Will Steroids Help With Bronchitis?

Overview

Bronchitis is the most common acute respiratory tract infection during the early years of life.1 Acquired respiratory viruses cause bronchitis, and viral infection has demonstrated substantial morbidity in children.2 Ongoing investigation on bronchitis calls for further evidence on its therapeutic management, namely via the use of newly-emerging steroids. Systematic reviews have assessed the use of corticosteroids in the past yet have failed to provide convincing evidence that supports acute or chronic management of bronchitis.3 Thus, routine use of steroids is not recommended in current clinical practice guidelines.4 Despite conflicting literature, some reports have shown oral or parenteral corticosteroids and inhaled corticosteroids to be efficacious in treating bronchitis.5 This article discusses what bronchitis is, the effectiveness of steroid use in treatment, and further treatment options.

About Bronchitis

Bronchitis is an infection of the lower respiratory tract whereby the main airways of the lungs (bronchial tubes) become inflamed and irritated. Patients with bronchitis have a viral respiratory infection with transient inflammatory changes that trigger the production of mucus and obstruction of the airways.6 Bronchitis can affect individuals of all ages, but it is most common in younger children.7 

Types of bronchitis

Bronchitis is described as being either acute bronchitis or chronic bronchitis. Acute bronchitis is caused by the same viruses that cause the common cold. It is a temporary inflammation of the airways that manifests as a sore throat, runny nose or sinus infection. Inflammation irritates the lungs, causing a cough accompanied by mucus production for up to three weeks.

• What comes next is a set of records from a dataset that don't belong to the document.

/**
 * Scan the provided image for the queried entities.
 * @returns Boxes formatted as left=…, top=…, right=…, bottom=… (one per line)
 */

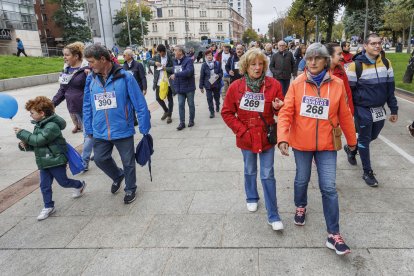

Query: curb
left=0, top=72, right=60, bottom=92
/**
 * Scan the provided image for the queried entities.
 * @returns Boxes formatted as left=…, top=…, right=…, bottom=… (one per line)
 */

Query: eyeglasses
left=369, top=41, right=382, bottom=47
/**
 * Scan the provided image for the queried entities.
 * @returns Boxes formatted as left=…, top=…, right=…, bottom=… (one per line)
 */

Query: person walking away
left=221, top=48, right=283, bottom=231
left=269, top=40, right=297, bottom=95
left=83, top=44, right=151, bottom=204
left=14, top=96, right=86, bottom=221
left=226, top=44, right=244, bottom=83
left=148, top=44, right=174, bottom=124
left=16, top=37, right=27, bottom=57
left=344, top=33, right=398, bottom=187
left=277, top=43, right=357, bottom=255
left=170, top=46, right=196, bottom=130
left=199, top=50, right=223, bottom=118
left=52, top=42, right=93, bottom=171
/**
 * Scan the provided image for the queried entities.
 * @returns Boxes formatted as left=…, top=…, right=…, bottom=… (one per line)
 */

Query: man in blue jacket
left=83, top=44, right=151, bottom=204
left=170, top=46, right=196, bottom=130
left=344, top=33, right=398, bottom=187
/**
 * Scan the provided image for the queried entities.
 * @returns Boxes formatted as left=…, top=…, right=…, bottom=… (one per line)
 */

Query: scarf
left=244, top=71, right=266, bottom=93
left=310, top=69, right=326, bottom=86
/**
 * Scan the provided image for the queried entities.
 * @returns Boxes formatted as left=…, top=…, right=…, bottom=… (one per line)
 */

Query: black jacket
left=123, top=60, right=147, bottom=92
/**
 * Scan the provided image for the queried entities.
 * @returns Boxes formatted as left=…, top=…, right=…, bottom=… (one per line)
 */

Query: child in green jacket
left=14, top=96, right=86, bottom=220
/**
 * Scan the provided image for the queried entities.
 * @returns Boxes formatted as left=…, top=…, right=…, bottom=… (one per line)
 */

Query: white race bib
left=59, top=73, right=73, bottom=84
left=370, top=106, right=387, bottom=123
left=174, top=65, right=183, bottom=73
left=300, top=95, right=329, bottom=120
left=93, top=91, right=117, bottom=110
left=239, top=91, right=264, bottom=112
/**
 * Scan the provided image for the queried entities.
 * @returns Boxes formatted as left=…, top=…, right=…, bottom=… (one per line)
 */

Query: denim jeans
left=293, top=149, right=339, bottom=234
left=40, top=165, right=83, bottom=208
left=206, top=87, right=220, bottom=113
left=242, top=148, right=280, bottom=222
left=178, top=91, right=195, bottom=124
left=358, top=120, right=385, bottom=172
left=278, top=79, right=290, bottom=96
left=93, top=136, right=137, bottom=192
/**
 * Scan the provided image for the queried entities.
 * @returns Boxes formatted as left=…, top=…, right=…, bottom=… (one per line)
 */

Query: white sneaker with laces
left=37, top=207, right=55, bottom=220
left=267, top=221, right=283, bottom=231
left=247, top=202, right=257, bottom=212
left=72, top=181, right=86, bottom=198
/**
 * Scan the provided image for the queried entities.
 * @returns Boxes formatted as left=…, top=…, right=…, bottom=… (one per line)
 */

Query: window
left=200, top=22, right=207, bottom=31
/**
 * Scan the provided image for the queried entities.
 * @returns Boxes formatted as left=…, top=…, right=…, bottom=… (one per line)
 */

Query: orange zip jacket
left=277, top=72, right=357, bottom=151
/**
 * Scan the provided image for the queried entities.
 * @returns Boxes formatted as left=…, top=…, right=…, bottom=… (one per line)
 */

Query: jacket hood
left=36, top=114, right=66, bottom=130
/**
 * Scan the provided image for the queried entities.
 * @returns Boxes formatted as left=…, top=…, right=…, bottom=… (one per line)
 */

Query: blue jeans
left=82, top=136, right=93, bottom=167
left=293, top=149, right=339, bottom=234
left=93, top=136, right=137, bottom=192
left=242, top=148, right=280, bottom=222
left=40, top=165, right=83, bottom=208
left=357, top=119, right=385, bottom=172
left=178, top=91, right=195, bottom=124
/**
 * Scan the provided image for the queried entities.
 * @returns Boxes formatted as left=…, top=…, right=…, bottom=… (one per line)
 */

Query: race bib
left=59, top=73, right=73, bottom=84
left=300, top=95, right=329, bottom=120
left=239, top=92, right=264, bottom=112
left=370, top=106, right=387, bottom=123
left=93, top=91, right=117, bottom=110
left=174, top=65, right=183, bottom=73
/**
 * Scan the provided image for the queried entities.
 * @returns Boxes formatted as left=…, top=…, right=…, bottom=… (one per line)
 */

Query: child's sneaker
left=37, top=207, right=55, bottom=220
left=72, top=181, right=86, bottom=198
left=326, top=233, right=351, bottom=255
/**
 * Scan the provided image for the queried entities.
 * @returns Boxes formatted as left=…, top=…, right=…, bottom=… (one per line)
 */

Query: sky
left=250, top=0, right=293, bottom=34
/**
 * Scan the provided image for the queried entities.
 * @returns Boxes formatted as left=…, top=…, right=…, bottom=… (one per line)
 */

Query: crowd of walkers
left=15, top=33, right=411, bottom=255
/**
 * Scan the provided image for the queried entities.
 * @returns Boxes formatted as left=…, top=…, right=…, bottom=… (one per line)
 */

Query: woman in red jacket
left=326, top=43, right=354, bottom=116
left=221, top=49, right=283, bottom=230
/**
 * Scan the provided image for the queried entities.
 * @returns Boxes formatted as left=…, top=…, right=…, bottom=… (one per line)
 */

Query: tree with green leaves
left=114, top=0, right=151, bottom=47
left=242, top=28, right=260, bottom=43
left=49, top=0, right=92, bottom=44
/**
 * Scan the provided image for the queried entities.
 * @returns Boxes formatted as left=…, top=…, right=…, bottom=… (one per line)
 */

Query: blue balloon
left=0, top=93, right=19, bottom=119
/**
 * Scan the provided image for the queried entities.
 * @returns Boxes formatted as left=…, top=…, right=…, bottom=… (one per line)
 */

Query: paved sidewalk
left=0, top=65, right=414, bottom=275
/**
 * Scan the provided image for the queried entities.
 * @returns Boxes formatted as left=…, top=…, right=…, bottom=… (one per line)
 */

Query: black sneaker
left=111, top=175, right=125, bottom=194
left=124, top=192, right=136, bottom=204
left=362, top=170, right=378, bottom=187
left=325, top=233, right=351, bottom=255
left=293, top=207, right=306, bottom=226
left=344, top=145, right=358, bottom=166
left=177, top=123, right=185, bottom=130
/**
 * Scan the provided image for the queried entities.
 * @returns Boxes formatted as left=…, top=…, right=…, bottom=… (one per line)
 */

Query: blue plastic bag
left=66, top=143, right=85, bottom=175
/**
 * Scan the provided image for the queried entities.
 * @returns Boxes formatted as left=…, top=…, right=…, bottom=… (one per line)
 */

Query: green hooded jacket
left=16, top=114, right=67, bottom=170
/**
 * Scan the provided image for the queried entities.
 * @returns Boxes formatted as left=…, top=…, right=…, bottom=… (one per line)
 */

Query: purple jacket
left=52, top=67, right=87, bottom=113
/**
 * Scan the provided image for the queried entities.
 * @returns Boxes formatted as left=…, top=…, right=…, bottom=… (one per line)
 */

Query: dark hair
left=325, top=42, right=340, bottom=56
left=364, top=33, right=380, bottom=44
left=25, top=96, right=55, bottom=117
left=83, top=44, right=111, bottom=61
left=157, top=44, right=167, bottom=53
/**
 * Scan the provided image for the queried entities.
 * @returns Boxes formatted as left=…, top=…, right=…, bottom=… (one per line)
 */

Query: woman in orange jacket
left=277, top=43, right=357, bottom=255
left=221, top=49, right=283, bottom=230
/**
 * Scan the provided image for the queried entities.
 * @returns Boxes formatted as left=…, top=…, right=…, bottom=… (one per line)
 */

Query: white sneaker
left=72, top=181, right=86, bottom=198
left=267, top=221, right=283, bottom=231
left=37, top=207, right=55, bottom=220
left=247, top=202, right=257, bottom=212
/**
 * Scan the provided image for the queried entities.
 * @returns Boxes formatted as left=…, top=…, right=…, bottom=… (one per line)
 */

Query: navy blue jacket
left=173, top=56, right=196, bottom=94
left=199, top=61, right=223, bottom=90
left=123, top=60, right=147, bottom=91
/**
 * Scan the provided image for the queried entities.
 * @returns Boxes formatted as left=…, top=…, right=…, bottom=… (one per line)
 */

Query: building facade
left=145, top=0, right=244, bottom=46
left=0, top=0, right=42, bottom=56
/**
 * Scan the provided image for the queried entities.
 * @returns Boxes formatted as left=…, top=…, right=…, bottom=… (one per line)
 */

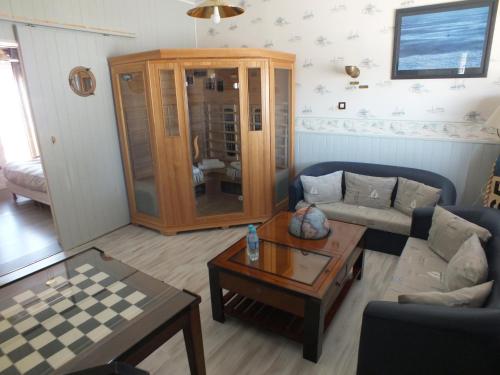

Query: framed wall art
left=392, top=0, right=498, bottom=79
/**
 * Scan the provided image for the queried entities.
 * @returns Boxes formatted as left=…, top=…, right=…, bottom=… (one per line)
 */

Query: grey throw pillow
left=398, top=280, right=493, bottom=307
left=344, top=172, right=397, bottom=208
left=394, top=177, right=441, bottom=216
left=427, top=206, right=491, bottom=262
left=444, top=233, right=488, bottom=290
left=300, top=171, right=343, bottom=203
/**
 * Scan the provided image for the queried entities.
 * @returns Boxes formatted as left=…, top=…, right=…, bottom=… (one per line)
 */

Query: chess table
left=0, top=248, right=205, bottom=375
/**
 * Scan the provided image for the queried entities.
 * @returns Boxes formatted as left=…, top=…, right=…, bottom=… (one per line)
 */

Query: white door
left=17, top=26, right=129, bottom=249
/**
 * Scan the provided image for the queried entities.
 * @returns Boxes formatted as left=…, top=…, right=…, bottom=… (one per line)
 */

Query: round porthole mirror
left=69, top=66, right=95, bottom=96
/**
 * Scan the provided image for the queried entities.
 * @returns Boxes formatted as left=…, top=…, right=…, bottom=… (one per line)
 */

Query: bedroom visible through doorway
left=0, top=42, right=61, bottom=276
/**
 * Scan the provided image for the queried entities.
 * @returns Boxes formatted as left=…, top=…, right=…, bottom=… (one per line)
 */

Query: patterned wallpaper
left=197, top=0, right=500, bottom=141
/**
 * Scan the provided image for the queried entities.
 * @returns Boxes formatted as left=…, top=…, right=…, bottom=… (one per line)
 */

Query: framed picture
left=392, top=0, right=498, bottom=79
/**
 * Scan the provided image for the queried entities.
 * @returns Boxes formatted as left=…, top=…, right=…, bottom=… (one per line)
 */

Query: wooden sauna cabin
left=109, top=48, right=295, bottom=234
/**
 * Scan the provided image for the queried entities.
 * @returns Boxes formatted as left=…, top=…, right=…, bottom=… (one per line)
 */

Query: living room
left=0, top=0, right=500, bottom=375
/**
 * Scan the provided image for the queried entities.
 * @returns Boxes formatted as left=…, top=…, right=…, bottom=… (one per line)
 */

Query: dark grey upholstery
left=357, top=207, right=500, bottom=375
left=288, top=161, right=457, bottom=255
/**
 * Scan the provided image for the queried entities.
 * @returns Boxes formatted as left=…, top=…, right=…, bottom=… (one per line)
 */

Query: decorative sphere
left=288, top=205, right=330, bottom=240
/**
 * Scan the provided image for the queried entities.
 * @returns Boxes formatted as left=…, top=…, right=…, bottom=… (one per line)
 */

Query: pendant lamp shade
left=187, top=0, right=245, bottom=19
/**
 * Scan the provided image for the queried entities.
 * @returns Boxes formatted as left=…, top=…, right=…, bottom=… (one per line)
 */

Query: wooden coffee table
left=208, top=212, right=366, bottom=362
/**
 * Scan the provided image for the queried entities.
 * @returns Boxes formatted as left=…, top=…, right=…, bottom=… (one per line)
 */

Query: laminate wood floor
left=89, top=225, right=398, bottom=375
left=0, top=190, right=61, bottom=273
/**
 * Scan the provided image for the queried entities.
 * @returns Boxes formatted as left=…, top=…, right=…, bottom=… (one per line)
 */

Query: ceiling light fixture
left=187, top=0, right=245, bottom=24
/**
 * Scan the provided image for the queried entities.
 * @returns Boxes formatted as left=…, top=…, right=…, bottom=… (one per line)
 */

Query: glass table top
left=0, top=249, right=186, bottom=375
left=230, top=240, right=332, bottom=285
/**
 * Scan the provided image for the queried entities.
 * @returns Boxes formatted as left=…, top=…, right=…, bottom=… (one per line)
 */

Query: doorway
left=0, top=42, right=62, bottom=276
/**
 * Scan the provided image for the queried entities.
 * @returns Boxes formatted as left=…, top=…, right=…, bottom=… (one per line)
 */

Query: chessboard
left=0, top=263, right=152, bottom=375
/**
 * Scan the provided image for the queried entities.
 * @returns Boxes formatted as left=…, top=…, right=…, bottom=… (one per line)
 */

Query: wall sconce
left=345, top=65, right=368, bottom=89
left=345, top=65, right=361, bottom=78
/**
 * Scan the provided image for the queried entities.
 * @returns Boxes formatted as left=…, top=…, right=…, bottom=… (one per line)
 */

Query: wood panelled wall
left=295, top=132, right=500, bottom=205
left=0, top=0, right=195, bottom=253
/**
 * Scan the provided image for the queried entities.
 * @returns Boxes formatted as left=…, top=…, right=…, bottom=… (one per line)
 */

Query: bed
left=3, top=159, right=50, bottom=206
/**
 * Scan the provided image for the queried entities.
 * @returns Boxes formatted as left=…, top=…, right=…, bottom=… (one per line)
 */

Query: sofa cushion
left=444, top=233, right=488, bottom=290
left=428, top=206, right=491, bottom=261
left=383, top=237, right=448, bottom=302
left=300, top=171, right=343, bottom=203
left=394, top=177, right=441, bottom=216
left=296, top=201, right=411, bottom=236
left=344, top=172, right=397, bottom=208
left=398, top=280, right=493, bottom=307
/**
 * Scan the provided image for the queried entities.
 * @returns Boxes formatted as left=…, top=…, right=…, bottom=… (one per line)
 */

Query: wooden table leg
left=182, top=304, right=206, bottom=375
left=302, top=298, right=325, bottom=362
left=208, top=268, right=224, bottom=323
left=354, top=250, right=365, bottom=280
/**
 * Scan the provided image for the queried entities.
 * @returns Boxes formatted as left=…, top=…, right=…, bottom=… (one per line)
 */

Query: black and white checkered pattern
left=0, top=264, right=151, bottom=375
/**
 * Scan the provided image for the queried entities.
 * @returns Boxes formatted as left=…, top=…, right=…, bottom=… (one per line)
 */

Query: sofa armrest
left=288, top=176, right=304, bottom=212
left=357, top=301, right=500, bottom=375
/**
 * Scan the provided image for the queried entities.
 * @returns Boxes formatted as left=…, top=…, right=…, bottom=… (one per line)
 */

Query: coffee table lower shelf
left=222, top=270, right=360, bottom=343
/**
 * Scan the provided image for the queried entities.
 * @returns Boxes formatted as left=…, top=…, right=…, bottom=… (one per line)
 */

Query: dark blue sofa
left=288, top=161, right=457, bottom=255
left=357, top=207, right=500, bottom=375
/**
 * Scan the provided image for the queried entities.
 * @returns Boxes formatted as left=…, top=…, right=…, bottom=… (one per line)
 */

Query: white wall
left=295, top=131, right=500, bottom=205
left=0, top=0, right=195, bottom=248
left=197, top=0, right=500, bottom=121
left=197, top=0, right=500, bottom=204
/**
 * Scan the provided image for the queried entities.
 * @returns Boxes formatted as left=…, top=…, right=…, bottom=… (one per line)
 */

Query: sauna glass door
left=274, top=68, right=292, bottom=209
left=185, top=67, right=243, bottom=217
left=118, top=69, right=160, bottom=217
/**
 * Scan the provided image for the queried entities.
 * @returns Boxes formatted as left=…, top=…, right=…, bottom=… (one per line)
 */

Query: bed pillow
left=300, top=171, right=343, bottom=203
left=398, top=280, right=493, bottom=307
left=444, top=233, right=488, bottom=290
left=394, top=177, right=441, bottom=216
left=427, top=206, right=491, bottom=262
left=344, top=172, right=397, bottom=208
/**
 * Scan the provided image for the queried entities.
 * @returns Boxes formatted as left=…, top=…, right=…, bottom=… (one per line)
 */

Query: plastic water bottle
left=247, top=225, right=259, bottom=262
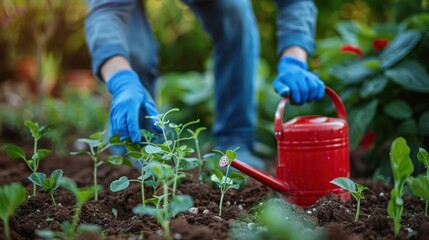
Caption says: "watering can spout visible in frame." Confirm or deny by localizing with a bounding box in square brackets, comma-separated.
[231, 159, 290, 195]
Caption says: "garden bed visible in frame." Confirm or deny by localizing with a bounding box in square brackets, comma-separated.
[0, 145, 429, 239]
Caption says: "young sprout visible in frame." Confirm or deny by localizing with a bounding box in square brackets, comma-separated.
[28, 169, 63, 206]
[410, 148, 429, 216]
[133, 161, 193, 240]
[387, 137, 414, 236]
[4, 121, 54, 196]
[0, 183, 27, 240]
[210, 148, 245, 217]
[70, 131, 132, 201]
[330, 177, 368, 222]
[36, 178, 101, 240]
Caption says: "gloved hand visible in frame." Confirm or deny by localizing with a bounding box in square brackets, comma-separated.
[107, 70, 158, 143]
[273, 56, 325, 105]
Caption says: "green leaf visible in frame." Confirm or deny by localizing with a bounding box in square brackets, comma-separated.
[380, 31, 421, 69]
[168, 195, 194, 216]
[28, 172, 46, 187]
[390, 137, 414, 182]
[133, 204, 162, 217]
[348, 100, 378, 149]
[89, 131, 106, 142]
[24, 121, 41, 139]
[360, 75, 389, 98]
[60, 177, 79, 196]
[37, 149, 51, 159]
[4, 144, 26, 160]
[51, 169, 63, 190]
[383, 99, 413, 119]
[330, 177, 356, 192]
[0, 183, 27, 219]
[225, 150, 237, 162]
[103, 155, 124, 165]
[42, 178, 55, 192]
[229, 172, 246, 180]
[418, 111, 429, 136]
[417, 148, 429, 171]
[410, 176, 429, 200]
[36, 230, 55, 239]
[39, 125, 55, 137]
[212, 168, 223, 181]
[77, 138, 100, 148]
[110, 176, 130, 192]
[144, 145, 162, 154]
[385, 60, 429, 93]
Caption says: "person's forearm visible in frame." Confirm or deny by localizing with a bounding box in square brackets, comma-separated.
[282, 46, 307, 62]
[100, 56, 131, 82]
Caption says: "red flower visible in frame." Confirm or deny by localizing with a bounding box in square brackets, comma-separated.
[340, 43, 363, 58]
[372, 38, 389, 52]
[360, 132, 377, 150]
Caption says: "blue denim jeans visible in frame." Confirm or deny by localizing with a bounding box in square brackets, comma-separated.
[122, 0, 259, 148]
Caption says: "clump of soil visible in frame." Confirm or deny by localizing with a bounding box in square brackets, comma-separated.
[0, 149, 429, 240]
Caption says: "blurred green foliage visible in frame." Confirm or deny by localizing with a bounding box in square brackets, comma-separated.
[0, 0, 429, 177]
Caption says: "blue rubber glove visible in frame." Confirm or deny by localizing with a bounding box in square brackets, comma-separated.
[107, 70, 158, 143]
[273, 56, 325, 105]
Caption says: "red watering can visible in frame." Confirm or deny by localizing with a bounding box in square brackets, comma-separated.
[231, 87, 350, 207]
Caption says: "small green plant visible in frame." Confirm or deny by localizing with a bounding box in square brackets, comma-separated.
[0, 183, 27, 240]
[210, 148, 245, 217]
[147, 108, 201, 197]
[4, 121, 54, 196]
[28, 169, 63, 206]
[387, 137, 414, 236]
[188, 127, 207, 184]
[36, 178, 101, 240]
[133, 161, 193, 240]
[410, 148, 429, 216]
[70, 131, 132, 201]
[331, 177, 368, 222]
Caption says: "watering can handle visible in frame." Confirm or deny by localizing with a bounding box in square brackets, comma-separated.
[274, 86, 347, 139]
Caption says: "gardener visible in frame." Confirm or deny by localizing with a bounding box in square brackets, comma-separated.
[86, 0, 324, 169]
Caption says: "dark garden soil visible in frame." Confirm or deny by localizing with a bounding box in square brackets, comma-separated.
[0, 142, 429, 240]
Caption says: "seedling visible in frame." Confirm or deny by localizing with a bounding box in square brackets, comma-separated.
[147, 108, 201, 197]
[110, 144, 162, 206]
[5, 121, 54, 196]
[410, 148, 429, 216]
[188, 127, 207, 184]
[133, 161, 193, 240]
[28, 169, 63, 207]
[0, 183, 27, 240]
[387, 137, 414, 236]
[70, 131, 132, 201]
[331, 177, 368, 222]
[210, 148, 245, 217]
[36, 178, 101, 240]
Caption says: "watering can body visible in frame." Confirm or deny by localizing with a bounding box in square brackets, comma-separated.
[232, 88, 350, 207]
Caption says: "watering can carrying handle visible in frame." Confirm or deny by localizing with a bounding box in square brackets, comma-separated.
[274, 86, 347, 140]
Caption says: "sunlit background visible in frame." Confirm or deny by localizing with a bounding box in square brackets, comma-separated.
[0, 0, 429, 177]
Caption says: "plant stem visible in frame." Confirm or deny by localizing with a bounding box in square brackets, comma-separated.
[425, 200, 429, 216]
[195, 137, 203, 185]
[173, 157, 180, 197]
[71, 202, 83, 232]
[140, 165, 146, 207]
[161, 181, 172, 240]
[219, 189, 225, 217]
[353, 199, 360, 222]
[2, 218, 10, 240]
[49, 191, 57, 207]
[93, 159, 98, 201]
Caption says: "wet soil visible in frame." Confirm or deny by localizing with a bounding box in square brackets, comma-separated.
[0, 145, 429, 240]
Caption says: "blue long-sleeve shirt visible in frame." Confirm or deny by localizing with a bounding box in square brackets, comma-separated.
[85, 0, 317, 78]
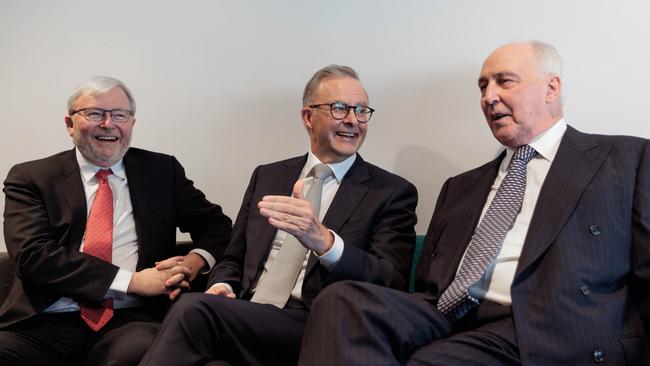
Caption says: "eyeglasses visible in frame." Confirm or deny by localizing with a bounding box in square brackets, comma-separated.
[70, 108, 133, 123]
[308, 102, 375, 123]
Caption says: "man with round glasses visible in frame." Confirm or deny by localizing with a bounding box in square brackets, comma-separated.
[0, 77, 231, 365]
[141, 65, 417, 366]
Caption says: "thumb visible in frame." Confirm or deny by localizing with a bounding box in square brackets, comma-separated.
[291, 179, 305, 200]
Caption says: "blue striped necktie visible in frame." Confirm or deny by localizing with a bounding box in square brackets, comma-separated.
[437, 145, 537, 321]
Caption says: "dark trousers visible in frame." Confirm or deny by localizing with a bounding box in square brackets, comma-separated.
[0, 308, 160, 366]
[141, 293, 308, 366]
[299, 281, 519, 366]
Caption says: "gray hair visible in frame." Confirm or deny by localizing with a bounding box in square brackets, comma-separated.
[302, 65, 359, 106]
[528, 41, 566, 104]
[530, 41, 562, 78]
[68, 76, 135, 115]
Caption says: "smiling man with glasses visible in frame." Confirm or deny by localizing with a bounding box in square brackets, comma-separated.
[142, 65, 417, 366]
[0, 77, 231, 365]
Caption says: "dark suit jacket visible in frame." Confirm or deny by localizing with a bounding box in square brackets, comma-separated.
[416, 127, 650, 365]
[0, 148, 231, 328]
[208, 155, 417, 304]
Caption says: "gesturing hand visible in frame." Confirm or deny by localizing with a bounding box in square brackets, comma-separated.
[257, 179, 334, 255]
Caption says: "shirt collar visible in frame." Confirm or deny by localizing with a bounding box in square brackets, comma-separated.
[75, 148, 126, 184]
[300, 150, 357, 184]
[505, 118, 567, 163]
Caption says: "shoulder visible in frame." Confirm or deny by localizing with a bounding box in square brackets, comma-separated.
[255, 155, 307, 174]
[360, 160, 412, 186]
[124, 147, 175, 161]
[564, 126, 649, 152]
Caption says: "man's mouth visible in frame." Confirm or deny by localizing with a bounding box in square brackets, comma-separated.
[336, 131, 359, 139]
[490, 113, 511, 122]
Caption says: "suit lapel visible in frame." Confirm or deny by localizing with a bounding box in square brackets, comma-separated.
[57, 149, 87, 249]
[123, 150, 151, 269]
[512, 126, 609, 286]
[249, 155, 307, 268]
[306, 154, 370, 273]
[436, 155, 505, 284]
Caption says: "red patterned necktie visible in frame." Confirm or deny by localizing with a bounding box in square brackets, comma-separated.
[437, 145, 537, 321]
[80, 169, 113, 332]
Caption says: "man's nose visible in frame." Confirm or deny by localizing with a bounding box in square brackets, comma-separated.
[481, 83, 500, 105]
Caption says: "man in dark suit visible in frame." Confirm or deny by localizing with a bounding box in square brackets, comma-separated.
[300, 42, 650, 366]
[0, 77, 231, 365]
[141, 65, 417, 366]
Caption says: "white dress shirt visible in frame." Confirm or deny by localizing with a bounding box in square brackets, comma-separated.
[44, 149, 216, 313]
[469, 119, 567, 305]
[213, 151, 357, 300]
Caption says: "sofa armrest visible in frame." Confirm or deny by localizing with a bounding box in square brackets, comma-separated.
[0, 252, 14, 305]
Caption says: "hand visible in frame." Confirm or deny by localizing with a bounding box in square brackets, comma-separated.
[205, 283, 236, 299]
[127, 266, 190, 300]
[257, 179, 334, 255]
[156, 252, 207, 283]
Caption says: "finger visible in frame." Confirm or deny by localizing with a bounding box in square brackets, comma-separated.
[156, 256, 183, 270]
[167, 288, 182, 301]
[165, 273, 185, 287]
[258, 202, 312, 221]
[291, 179, 305, 200]
[268, 217, 304, 236]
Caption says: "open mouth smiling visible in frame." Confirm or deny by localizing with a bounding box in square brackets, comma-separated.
[490, 113, 512, 122]
[336, 132, 359, 139]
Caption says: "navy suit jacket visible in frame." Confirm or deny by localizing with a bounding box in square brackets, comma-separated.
[416, 127, 650, 365]
[0, 148, 231, 328]
[208, 155, 417, 304]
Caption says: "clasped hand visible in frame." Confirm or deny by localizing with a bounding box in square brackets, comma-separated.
[257, 179, 334, 255]
[128, 253, 205, 300]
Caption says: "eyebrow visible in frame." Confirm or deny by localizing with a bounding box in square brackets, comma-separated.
[478, 71, 519, 85]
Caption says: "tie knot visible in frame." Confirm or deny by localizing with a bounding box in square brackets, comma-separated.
[95, 169, 113, 182]
[512, 145, 537, 164]
[311, 164, 332, 180]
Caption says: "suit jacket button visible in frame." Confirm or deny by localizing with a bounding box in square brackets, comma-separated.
[591, 349, 605, 363]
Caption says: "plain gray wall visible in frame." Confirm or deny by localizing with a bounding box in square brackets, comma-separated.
[0, 0, 650, 250]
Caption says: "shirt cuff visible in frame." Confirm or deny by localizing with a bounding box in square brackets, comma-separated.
[190, 248, 217, 274]
[109, 268, 133, 298]
[314, 230, 345, 271]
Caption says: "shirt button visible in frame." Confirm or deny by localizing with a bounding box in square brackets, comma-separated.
[591, 349, 605, 363]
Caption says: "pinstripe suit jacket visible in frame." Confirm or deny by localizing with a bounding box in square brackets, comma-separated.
[416, 127, 650, 365]
[208, 155, 417, 304]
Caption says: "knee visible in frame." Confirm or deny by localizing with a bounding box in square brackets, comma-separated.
[165, 292, 214, 319]
[312, 280, 373, 311]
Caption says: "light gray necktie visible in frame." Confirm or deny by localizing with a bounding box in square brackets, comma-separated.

Chronic bronchitis, a type of chronic obstructive pulmonary disease (COPD), is characterised by persistent and irreversible inflammation in the bronchial tubes, resulting in a mucus-producing cough on most days of the month for at least three months a year. The inflamed bronchial tubes over-produce mucus, leading to persistent coughing and obstruction of the airways. Inflammation can last several months.8

In summary, true bronchitis is characterised by an infection of the bronchial tubes with resultant bronchial and pleural oedema and mucus formation9. Patients will then develop a persistent cough and may show signs of airway inflammation or bronchial obstruction, such as:

  • Wheezing: the high-pitched whistling sound made with difficulty breathing. 
  • Dyspnea on exertion: shortness of breath during exhalation. Individuals feel they cannot breathe fast or deep enough while exercising or exerting physical effort.

Causes

Bronchitis has many known causes; it is not limited to infection only. The leading causes include:

  • Viral infection: viruses are the most common cause of bronchial inflammation in otherwise healthy individuals with acute and chronic bronchitis.10 The most common viruses are enterovirus, influenza A and B, coronavirus, respiratory syncytial, and rhinovirus.10 Studies have shown that non-viral agents cause acute bronchitis in very few cases, with certain bacteria responsible for respiratory infection.11 
  • Smoking: incidence of chronic bronchitis is greater in smokers when compared to non-smokers.7 In an early 1954 study, the incidence of bronchitis increased severely with increased smoking.12 It was unlikely to have arisen by chance. In addition, these authors found that over 50% of smokers had aggravated their bronchitis with continued tobacco inhalation and that a large proportion who quit regular smoking alleviated the severity of their bronchitis. 
  • Chemical/inhalant exposure: frequent exposure to harmful materials may increase the risk of chronic bronchitis and COPD.7 Inhalation of dust, textiles, ammonia, acids, chlorine and flavourings has been shown to exacerbate bronchitis13, commonly referred to as ‘occupational bronchitis’. Another study also concluded that certain occupations increased morbidity and mortality from bronchitis, which shares irritant inhalant exposure at work and in the surrounding environment.14 
  • Pollution: high concentrations of air pollutants are positively associated with increased prevalence of bronchial asthma and chronic bronchitis.15 Short-term and long-term exposure to pollutants has increased the risk of COPD in large populations.16 Conversely, when the concentration of contaminants decreases, the adverse health effects minimise.
  • Other underlying respiratory issues: bronchitis can occur in response to severe asthma and can be secondary to mucosal injury.17 Bronchitis is now a well-defined feature of bronchial asthma, cough variant asthma and COPD. Asthma also determines the severity of bronchitis, increasing exacerbations of the disease.18

Symptoms

The most prevalent bronchitis symptoms include infection of the bronchial tree with residual bronchial oedema and mucus formation. Individuals will develop a persistent cough and possible signs of bronchial obstruction, such as wheezing or dyspnea. Bronchial obstruction produces symptoms similar to mild asthma.19 In one study, reduced forced expiratory volume and vital capacity were synonymous with bronchitis symptoms.20

Figure: Symptoms of Acute and Chronic Bronchitis

Created by Aastha Malik

Diagnosis

Patients with acute bronchitis have an associated viral respiratory infection with temporary changes that produce mucus and airway obstruction. 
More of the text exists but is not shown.